Oblique intent

Why the name? Well criminal law afficionados will recognise the phrase 'oblique intent' as referring to a problem of mens rea:can a person who intends to do x (such as setting fire to a building to scare the occupants) also be said to have an intention to kill if one of the occupants dies? This is a problem that has consumed an inordinate amount of time in the appeal courts and in the legal journals, and can be taken to represent a certain kind of approach to legal theory. My approach is intended to be more oblique to this mainstream approach, and thus to raise different kinds of questions and issues. Hence the name.

Tuesday 8 November 2011

On sectarianism as hate crime

As I write the Scottish SNP government is trying to push through the Offensive Behaviour at Football and Threatening Communications (S.) Bill. It is hard to know where to start with a piece of legislation like this. As the title of the Bill suggests it is a response to particular incidents that occurred during the last football season - on the one hand the singing of offensive songs or chants at or around football matches and on the other, the posting of threats and sending threatening material to high profile individuals connected with a certain football club. While this might seem like an extraordinary reaction to a few isolated incidents it makes a bit more sense in the Scottish context where there is a concern about sectarian crimes.

What is sectarianism? Often described as 'Scotland's shame', there is little agreement over its precise nature or qualities. It has its origins in the divide between religious communities - Catholic and Protestant - and has particularly manifested itself around the support for Glasgow's two main football teams, Celtic (Catholic) and Rangers (Protestant) - hence the concerns addressed by the legislation. Beyond that, though, it is usually now agreed that it is not primarily about religion, but reflects other social and political divisions, though there is disagreement about what these are, and of the significance to be attached to certain cultural symbols such as the flags, songs and chants of football supporters.

This context points to the special difficulties in determining the political need for such a piece of legislation. But rather than adding to the discussion of these issues I want to confine myself to some comments on the content. Here it is hard to avoid the conclusion that the section 1 offence (offensive behaviour) is just extremely poorly drafted. The offence is defined as engaging in behaviour likely to incite public disorder - which would be virtually indistinguishable from the existing common law crime of breach of the peace, given that 'incite' must be understood in this context as meaning 'cause'. 'Behaviour' is then defined in s.1(2) as variously expressing hatred of, or stirring up hatred against, an individual or group on the basis of religion, colour, race, nationality, ethnic origins, sexual orientation, transgender identity or disability, or behaviour motivated by such hatred, or behaviour that is threatening or offensive. A person found guilty of this on indictment would be potentially liable for a sentence of up to 5 years imprisonment.
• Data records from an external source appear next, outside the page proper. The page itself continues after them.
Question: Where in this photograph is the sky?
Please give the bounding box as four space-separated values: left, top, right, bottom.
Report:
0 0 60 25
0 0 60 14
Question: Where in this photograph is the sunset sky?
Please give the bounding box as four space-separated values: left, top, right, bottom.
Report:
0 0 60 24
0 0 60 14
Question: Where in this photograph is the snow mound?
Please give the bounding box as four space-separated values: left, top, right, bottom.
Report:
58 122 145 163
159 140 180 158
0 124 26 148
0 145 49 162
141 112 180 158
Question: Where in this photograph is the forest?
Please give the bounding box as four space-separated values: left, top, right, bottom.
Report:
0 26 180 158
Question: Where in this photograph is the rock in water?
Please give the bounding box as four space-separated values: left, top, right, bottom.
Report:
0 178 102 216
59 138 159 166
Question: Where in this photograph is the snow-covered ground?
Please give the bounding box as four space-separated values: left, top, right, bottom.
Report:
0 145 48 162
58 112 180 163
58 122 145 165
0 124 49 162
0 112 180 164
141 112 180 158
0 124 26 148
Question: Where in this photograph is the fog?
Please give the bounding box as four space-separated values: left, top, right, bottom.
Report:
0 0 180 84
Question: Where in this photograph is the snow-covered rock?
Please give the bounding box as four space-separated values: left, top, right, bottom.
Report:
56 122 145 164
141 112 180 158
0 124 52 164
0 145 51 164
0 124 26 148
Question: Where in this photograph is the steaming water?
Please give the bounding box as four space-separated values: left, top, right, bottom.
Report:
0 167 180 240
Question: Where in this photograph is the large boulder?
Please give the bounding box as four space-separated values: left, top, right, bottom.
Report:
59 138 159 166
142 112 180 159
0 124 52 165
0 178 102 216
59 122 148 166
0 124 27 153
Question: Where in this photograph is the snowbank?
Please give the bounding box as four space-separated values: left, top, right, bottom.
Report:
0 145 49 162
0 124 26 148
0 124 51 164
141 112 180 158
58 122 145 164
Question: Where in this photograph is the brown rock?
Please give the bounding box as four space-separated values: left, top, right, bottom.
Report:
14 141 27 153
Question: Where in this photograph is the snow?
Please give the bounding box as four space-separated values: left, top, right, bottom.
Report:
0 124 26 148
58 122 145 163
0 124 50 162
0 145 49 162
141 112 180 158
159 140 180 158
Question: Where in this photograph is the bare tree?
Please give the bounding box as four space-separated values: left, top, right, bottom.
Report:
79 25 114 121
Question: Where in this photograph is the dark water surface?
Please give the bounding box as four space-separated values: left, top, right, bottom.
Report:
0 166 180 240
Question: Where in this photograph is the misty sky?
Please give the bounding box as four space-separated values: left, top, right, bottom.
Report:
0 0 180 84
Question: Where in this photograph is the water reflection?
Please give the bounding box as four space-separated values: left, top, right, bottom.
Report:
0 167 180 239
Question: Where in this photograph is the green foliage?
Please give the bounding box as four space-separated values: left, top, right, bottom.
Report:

Even if we leave aside the last two categories here (threatening and offensive behaviour), which seem to have been added only out of a failure of the drafter's nerve and have no clear connection with problem the legislation is aimed at, there are some significant difficulties here. First is why the offence should have been defined in terms of the incitement of public disorder. The problem here is presumably that such conduct in the context in which it occurs (at or near football grounds, or in public places where matches are being shown) is already inflammatory - that is, to shout sectarian slogans at a football match would already be 'inciting' public disorder - which is why there is the concern in the first place. There seems to be no need for this first limb of the offence, unless inciting was specifically understood as urging others to commit a crime. However, since the definition is fulfilled by the behaviour itself there is no need for this.

But what about the definition of 'behaviour'. This is defined in terms of hatred of groups or individuals defined in terms of religion etc. The problem here is that while every kind of conceivable group identity is listed (in spite of the fact that most of these, including religious hatred, are already defined as aggravations in law), the key term 'hatred' is undefined. This may not be thought to be a problem, as there are already other existing aggravations in law defined in terms of 'hatred', but it is surely a greater problem in this context where the nature of the problem (sectarianism) is itself so contested. The traditional songs and chants may be offensive, but do they express hatred? Or is the hatred expressed in the song or does it depend on the motivation of the person singing it - in which case even more ostensibly 'neutral' songs might become more problematic.


The legislation has been condemned by the political opponents of the SNP on the grounds that it is unworkable. This seems to be based on the suggestion that the police and prosecution would not be able to use the offence, because it is too vague and overlaps with existing offences. However, there is a more important sense in which legislation might be unworkable, and that is that it might simply be incomprehensible to those citizens whose conduct it is supposed to regulate. This seems to be the most important sense here. If politicians are unable to agree on the type of conduct that is covered by the legislation, and lawyers even struggle to understand its content, it seems like a serious abdication of responsibility on the part of the legislator, and an invitation to injustice to even attempt to enforce a law such as this.

I don't mean to suggest for a moment here that there is not a serious problem or even that it does not require some sort of special response. I do, however, seriously doubt whether this particular Bill, which is poorly drafted and adds little to the already existing offences in Scots law, is the appropriate solution.